The evolution of the urban landscape can be considered from a hybrid perspective where different paradigms were at play at different points in time. Since both the concentric, sectorial and zonal models had problems dealing with specific conditions, hybrid representations of urban land use were developed. They try to include the strengths of each representation where some urban land uses are oriented along major transport axis (sectors), while others, notably industrial and commercial, are located in nuclei (clusters) where they reach both scale and agglomeration economies. The urban land use is thus an overlay of different transport effects, let them be sectorial, zonal, or nuclear:
- Pre-industrial. Concentric land use development with strong distance decay factors. Cities were compact.
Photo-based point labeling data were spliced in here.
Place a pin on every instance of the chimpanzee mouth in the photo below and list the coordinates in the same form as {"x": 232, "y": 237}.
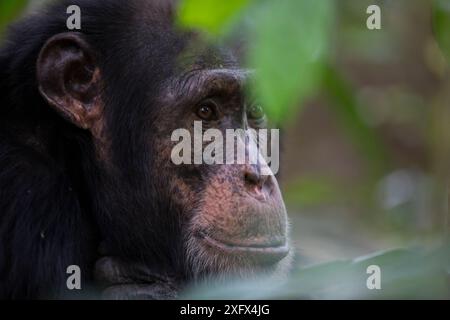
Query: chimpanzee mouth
{"x": 266, "y": 252}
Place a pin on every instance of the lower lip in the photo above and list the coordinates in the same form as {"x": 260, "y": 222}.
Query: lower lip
{"x": 265, "y": 254}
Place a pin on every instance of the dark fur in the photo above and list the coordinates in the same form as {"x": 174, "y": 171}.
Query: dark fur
{"x": 50, "y": 201}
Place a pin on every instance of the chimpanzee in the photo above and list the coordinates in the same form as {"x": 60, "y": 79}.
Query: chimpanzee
{"x": 86, "y": 118}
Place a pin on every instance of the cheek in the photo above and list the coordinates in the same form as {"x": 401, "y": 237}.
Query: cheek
{"x": 227, "y": 211}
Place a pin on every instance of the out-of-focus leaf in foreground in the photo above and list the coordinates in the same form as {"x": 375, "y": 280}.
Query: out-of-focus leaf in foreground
{"x": 441, "y": 22}
{"x": 289, "y": 45}
{"x": 211, "y": 16}
{"x": 405, "y": 274}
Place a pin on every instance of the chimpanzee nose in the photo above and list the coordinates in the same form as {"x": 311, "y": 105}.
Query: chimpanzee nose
{"x": 258, "y": 184}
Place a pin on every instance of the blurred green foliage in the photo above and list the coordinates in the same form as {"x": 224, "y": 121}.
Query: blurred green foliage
{"x": 211, "y": 16}
{"x": 441, "y": 18}
{"x": 9, "y": 10}
{"x": 405, "y": 274}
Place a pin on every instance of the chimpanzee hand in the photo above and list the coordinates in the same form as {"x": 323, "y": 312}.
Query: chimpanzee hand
{"x": 124, "y": 281}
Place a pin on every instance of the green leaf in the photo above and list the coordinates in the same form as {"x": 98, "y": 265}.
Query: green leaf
{"x": 289, "y": 46}
{"x": 441, "y": 23}
{"x": 9, "y": 10}
{"x": 211, "y": 16}
{"x": 405, "y": 274}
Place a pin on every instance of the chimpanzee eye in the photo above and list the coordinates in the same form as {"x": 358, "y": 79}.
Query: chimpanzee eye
{"x": 255, "y": 112}
{"x": 207, "y": 111}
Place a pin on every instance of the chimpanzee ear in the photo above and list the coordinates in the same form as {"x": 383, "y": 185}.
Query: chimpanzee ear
{"x": 70, "y": 80}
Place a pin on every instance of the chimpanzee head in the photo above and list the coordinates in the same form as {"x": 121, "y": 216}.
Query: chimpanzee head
{"x": 124, "y": 85}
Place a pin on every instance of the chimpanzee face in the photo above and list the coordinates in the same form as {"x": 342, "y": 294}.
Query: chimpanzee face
{"x": 234, "y": 214}
{"x": 204, "y": 219}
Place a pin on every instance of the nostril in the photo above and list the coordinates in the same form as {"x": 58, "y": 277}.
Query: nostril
{"x": 254, "y": 179}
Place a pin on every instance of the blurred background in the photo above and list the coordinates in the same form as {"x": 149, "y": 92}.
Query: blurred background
{"x": 364, "y": 117}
- Streetcar. Sector development along the main lines. The expansion of cities into new residential neighborhoods shaped by streetcar lines and suburban railway stations.
- Bicycle. Concentric development with less distance decay. This new form of mobility enabled a wider range of suburban development.
- Automobile. Concentric development with low distance decay. The creation of a new suburban space composed of single-family homes.
- Highway. Concentric development and the emergence of sub-centers along major road intersections. The automobile became the main mode shaping development in many urban areas.